What this means is that it does not matter what happens to the routing
process after this epoch, once the trail is established there is no need
to move it. And a key example of why this is important is the case of
augmenting the network topology by adding further nodes/links. Because
the network topology has now changed then future routing decisions are
very likely to alter. But in the co mode case this does not
matter....once a trail is created it remains faithful to its original
routing choice unless we consciously decide to move it (which may of
course be the result of failures or planned works).
Now contrast this with the cl mode case. If we augment a cl network by
adding new nodes/links then the routing process will update and traffic
will move in accordance with whatever is the optimal path.
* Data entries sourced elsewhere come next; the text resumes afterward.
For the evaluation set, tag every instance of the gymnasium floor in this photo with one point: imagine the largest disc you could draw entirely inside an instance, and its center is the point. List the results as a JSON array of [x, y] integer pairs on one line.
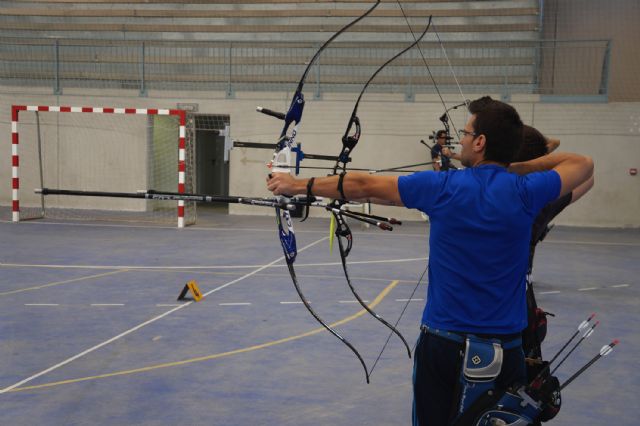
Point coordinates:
[[91, 332]]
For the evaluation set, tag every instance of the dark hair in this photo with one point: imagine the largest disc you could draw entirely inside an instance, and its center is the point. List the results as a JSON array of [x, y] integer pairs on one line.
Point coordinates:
[[501, 126], [533, 146], [479, 104]]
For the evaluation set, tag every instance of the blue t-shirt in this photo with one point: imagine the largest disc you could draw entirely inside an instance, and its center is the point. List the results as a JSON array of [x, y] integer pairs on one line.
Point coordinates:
[[481, 220]]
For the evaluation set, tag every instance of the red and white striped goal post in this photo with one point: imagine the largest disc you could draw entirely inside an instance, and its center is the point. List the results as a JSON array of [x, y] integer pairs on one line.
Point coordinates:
[[15, 160]]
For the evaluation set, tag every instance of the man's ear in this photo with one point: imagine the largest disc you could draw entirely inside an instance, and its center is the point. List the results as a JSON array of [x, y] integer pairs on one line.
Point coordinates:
[[479, 144]]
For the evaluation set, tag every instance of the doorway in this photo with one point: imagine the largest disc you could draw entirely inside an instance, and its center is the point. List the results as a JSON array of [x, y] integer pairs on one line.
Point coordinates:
[[212, 168]]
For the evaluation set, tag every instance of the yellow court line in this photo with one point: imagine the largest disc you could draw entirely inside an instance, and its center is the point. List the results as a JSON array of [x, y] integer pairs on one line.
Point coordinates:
[[62, 282], [358, 314]]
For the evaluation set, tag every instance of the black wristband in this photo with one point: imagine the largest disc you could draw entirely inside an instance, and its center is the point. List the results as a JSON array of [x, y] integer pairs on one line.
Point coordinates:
[[340, 183], [309, 186], [309, 198]]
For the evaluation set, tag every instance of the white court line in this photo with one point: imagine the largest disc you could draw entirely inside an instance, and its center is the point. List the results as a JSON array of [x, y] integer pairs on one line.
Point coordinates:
[[41, 304], [593, 243], [132, 267], [141, 325]]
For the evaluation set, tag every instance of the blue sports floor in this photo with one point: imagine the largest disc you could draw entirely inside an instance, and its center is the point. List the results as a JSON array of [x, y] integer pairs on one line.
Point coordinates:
[[91, 332]]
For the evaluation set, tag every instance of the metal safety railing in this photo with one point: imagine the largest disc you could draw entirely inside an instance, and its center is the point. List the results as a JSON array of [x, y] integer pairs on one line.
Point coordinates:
[[549, 67]]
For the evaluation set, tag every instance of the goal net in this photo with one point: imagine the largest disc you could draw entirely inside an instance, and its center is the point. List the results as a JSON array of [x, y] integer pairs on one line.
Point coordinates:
[[101, 149]]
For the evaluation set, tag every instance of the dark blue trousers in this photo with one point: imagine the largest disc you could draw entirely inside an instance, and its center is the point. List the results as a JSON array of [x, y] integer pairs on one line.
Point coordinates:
[[436, 372]]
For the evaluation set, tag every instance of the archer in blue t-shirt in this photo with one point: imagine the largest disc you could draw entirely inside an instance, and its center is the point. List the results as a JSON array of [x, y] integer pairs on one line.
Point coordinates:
[[494, 204]]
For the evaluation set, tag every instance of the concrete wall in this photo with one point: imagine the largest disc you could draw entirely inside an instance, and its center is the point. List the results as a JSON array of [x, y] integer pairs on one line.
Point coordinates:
[[615, 20], [392, 129]]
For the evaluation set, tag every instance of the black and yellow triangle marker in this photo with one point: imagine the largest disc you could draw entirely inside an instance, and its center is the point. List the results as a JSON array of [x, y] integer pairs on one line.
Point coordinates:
[[192, 287]]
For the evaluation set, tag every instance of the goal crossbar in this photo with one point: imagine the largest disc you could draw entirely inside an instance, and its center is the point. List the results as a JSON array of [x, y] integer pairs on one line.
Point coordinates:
[[15, 139]]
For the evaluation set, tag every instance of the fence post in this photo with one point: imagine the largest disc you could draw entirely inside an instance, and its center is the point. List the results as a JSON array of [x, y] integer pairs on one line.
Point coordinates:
[[604, 79], [230, 94], [506, 94], [143, 86], [318, 93], [56, 68], [409, 95]]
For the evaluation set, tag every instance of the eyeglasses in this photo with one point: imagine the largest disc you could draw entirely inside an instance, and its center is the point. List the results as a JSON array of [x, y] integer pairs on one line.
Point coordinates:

Note a trail has other key properties, eg it allows one to completely
decouple a survivability semantic from the QoS semantics of client
traffic units. This property is rather important when one offering a
network builder service to customers.
regards, Neil
-----Original Message-----
From: owner-ccamp@ops.ietf.org
[mailto:owner-ccamp@ops.ietf.org] On Behalf Of David Charlap
Sent: 28 September 2005 19:37
To: IETF MPLS List; IETF CCAMP List
Subject: Graceful restart - inter-protocol dependencies
Is there any point to implementing RSVP-TE's graceful restart without
also implementing graceful restart for routing protocols?
On the one hand, RSVP doesn't require routing to recover
LSPs. It knows
the next-hop interface, because of the preserved data-plane
connection.
Whatever other information it may need, the switch can
either preserve
this information or recover it from a neighbor using the RecoveryPath
object (draft-ietf-ccamp-rsvo-restart-ext-03).
On the other hand, nodes more than one hop upstream of the
failure will
detect the loss of routing-connectivity to the failed node if IGP
graceful restart is not also implemented. They may reroute
the LSP away
from the failed node, or tear it down altogether, even though
the data
plane is still active and RSVP graceful restart is recovering the
control-plane state.
An originating node may consider the destination unreachable, as a
result of losing the routes even though the data-plane for the LSP is
still up (which can be confirmed via OAM.)
A transit node, when processing an loose ERO-hop, may choose
to reroute
or fail the LSP if its local topology information says that
the failed
(and restarting) node is not available. It might even choose
to do this
for an established LSP, as a result of Path refresh processing.
My questions are:
1: Does this mean it's pointless to use RSVP graceful restart without
also using IGP graceful restart (for whatever IGP is active).
2: Is IGP graceful restart sufficient to prevent this problem? For
instance, OSPF's restart procedure requires all preserved state to
be thrown away if a topology change is detected.
3: An originating node can use OAM to validate the data plane of an
LSP, and choose to ignore what routing tells it about the
destination's reachability. But what about transit nodes? As far
as I know, MPLS doesn't support segment-OAM, and it would be
prohibitive for every transit node to run its own OAM streams
to detect self-to-end connectivity.
4: Are there other solutions to this problem?
One possible solution might be route-pinning, but RSVP doesn't have a
built-in mechanism for this. The usual workaround (signal the LSP,
requesting route-recording, then turn the RRO into an ERO for
subsequent
refreshes) can work, but are there situations where even this
would be
insufficient to prevent a transit node from rerouting/tearing the
connection in this particular situation (where RSVP is doing
a graceful
restart but the IGP is not)?
-- David